Anatomie d’une chute
Justine Triet, France, 2023o
Sandra, Samuel et leur fils malvoyant de 11 ans, Daniel, vivent depuis un an loin de tout, à la montagne. Un jour, Samuel est retrouvé mort au pied de leur maison. Une enquête pour mort suspecte est ouverte. Sandra est bientôt inculpée : s'agit-il d'un suicide ou d'un homicide ? Un an plus tard, Daniel assiste au procès de sa mère, véritable dissection du couple.
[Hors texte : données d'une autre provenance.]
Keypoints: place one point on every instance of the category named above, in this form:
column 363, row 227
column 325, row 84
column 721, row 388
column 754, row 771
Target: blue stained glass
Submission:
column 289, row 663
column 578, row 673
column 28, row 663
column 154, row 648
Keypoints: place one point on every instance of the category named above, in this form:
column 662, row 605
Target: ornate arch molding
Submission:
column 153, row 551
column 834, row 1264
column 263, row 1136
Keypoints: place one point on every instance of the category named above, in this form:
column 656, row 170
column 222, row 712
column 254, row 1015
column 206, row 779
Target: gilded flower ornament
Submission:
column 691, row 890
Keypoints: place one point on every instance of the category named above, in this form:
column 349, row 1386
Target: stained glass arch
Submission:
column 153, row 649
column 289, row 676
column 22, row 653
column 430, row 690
S'agissait-il d'un accident ou l'accusée a-t-elle poussé son mari par la fenêtre de leur maison des Alpes françaises ? Ce qui est clair, c'est que les tensions au sein du couple étaient fortes. En outre, une chute accidentelle semble peu probable, et la seule autre personne présente, le jeune fils du couple, presque aveugle, n'a pas entendu grand-chose. Le film palmé à Cannes cette année a certes le langage visuel d'un téléfilm bien fait, mais possède la force d'un drame juridique et humain aussi captivant que magnifiquement interprété. Sandra Hüller, l'actrice principale de Toni Erdmann (2016), maintes fois primée, n'est une fois de plus pas simplement bonne, mais excellente. Malgré toute l'empathie que l'on peut ressentir à son égard, aucune certitude ne s'impose quant à la culpabilité ou l'innocence de son personnage. Le fils lui-même est en proie au doute. Il apparaît d'autant plus clairement que la complexité d'une relation au long cours ne saurait se réduire à une chaîne de cause à effet, mais que toute reconstitution de faits devant un tribunal nécessite le développement d'un récit – et avec un tel recours, la fiction n'est jamais très loin. Le film ne dénonce pas du tout cela. Il montre plutôt qu'il n'y a pas d'autre solution.